Quantum machine learning brings quantum computing to learning models, but it remains an open question what are the learning protocols that can benefit the most from quantum resources. Furthermore, the programming of quantum computers still has not been abstracted from gate-level manipulations and basic algorithmic primitives. Probabilistic programming is an emergent paradigm in the design of programming languages for statistical inference and machine learning: it could be a good fit for developing learning algorithms on quantum computers. For example, various types of probabilistic graphical models -- Bayesian networks, Markov networks, conditional random fields, hidden Markov models and even Kalman filters -- compactly represent the joint probability distribution of a system. Generally, probabilistic inference in graphical models is a #P-complete problem. Approximate inference is a way around it, and this is where quantum-enhanced sampling can give an advantage. In this talk, we argue that NISQ-era devices need a fresh approach to developing algorithms and that probabilistic graphical models are a primary target for quantum machine learning in the near term.

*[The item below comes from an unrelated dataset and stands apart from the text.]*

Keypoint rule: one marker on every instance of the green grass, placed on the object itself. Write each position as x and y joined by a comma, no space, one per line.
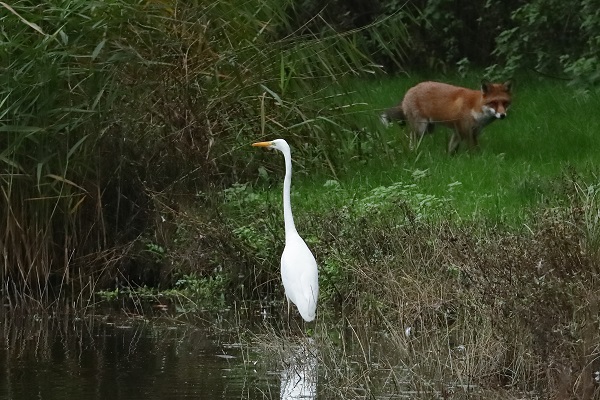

Peter Wittek is an Assistant Professor in the University of Toronto and an affiliate in the Vector Institute for Artificial Intelligence the Perimeter Institute for Theoretical Physics. He obtained his Ph.D. from the National University of Singapore. His research explores the synergies between artificial intelligence, machine learning, quantum information theory, and quantum computing. He authored "Quantum Machine Learning: What Quantum Computing Means to Data Mining", the first monograph on the subject. As the Academic Director of the Quantum Program in the Creative Destruction Lab, he oversees two dozen quantum software startups a year that exploit contemporary quantum technologies in a commercial setting.